I wanted to know if c++ has a variable name limit. i knw that visual basic has a limit on variable name lenth of about 30 characters and was just wondering if the same was true in c++.
the other thing i wanted to know is if you have more than one level of class heirachy, how would i call a function from the base class if the 'visible' class is in say the 4th level?
P.S. i know i'm not being very specific here and i'm not giving code, i just want some general pointers. the code i want to write looks as though it could have up to 10 levels of heirachy so i want to know if i should condence those levels, and if it would be easy or difficult to call base functions from visible interfaces.

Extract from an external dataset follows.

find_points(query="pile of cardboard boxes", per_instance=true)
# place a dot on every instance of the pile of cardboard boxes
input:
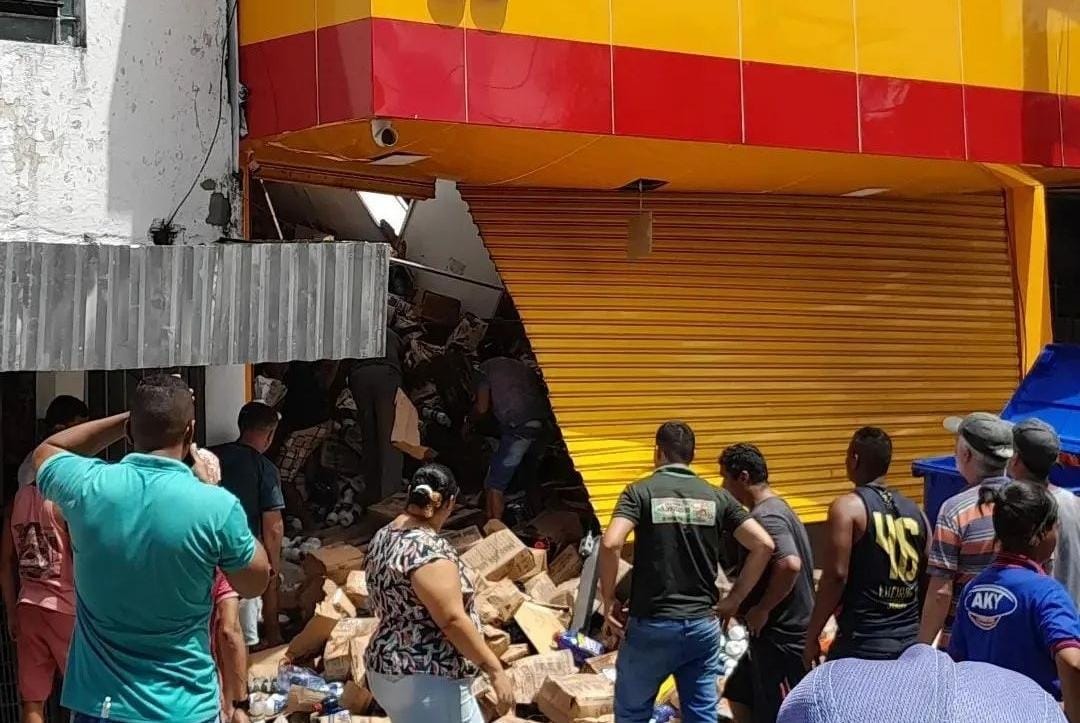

No, and no (if you don't hide it explicitly). Variable length limits are imposed by the implementation only and hierarchies can be as deep as... an implementation defined limit ;-)
thanks for the clarification about variable names. now on to the other:
perhaps i got the title wrong, perhaps it should be polymorphism?
I guess i need to be a little more specific.
what i want to create is a heirachy for animals, races and creatures for a game. basically something like:
1. genis
2. family
3. etc...
4. etc...
so there will be some things, for example; move abilities, attack formats and others that will be the same for all creatures of this type and then others will have different attacks etc because they are giant creatures or they are a race and can use tools/weapons/magic etc.
If i'm reading and interpreting correctly, i would have to declare a virtual function (might be getting terminology mixed up with declaration here, not sure :o) in the base class and have the implementation in the interface? could i have a virtual funtion in one of the derived classes too and have the implementation in another level?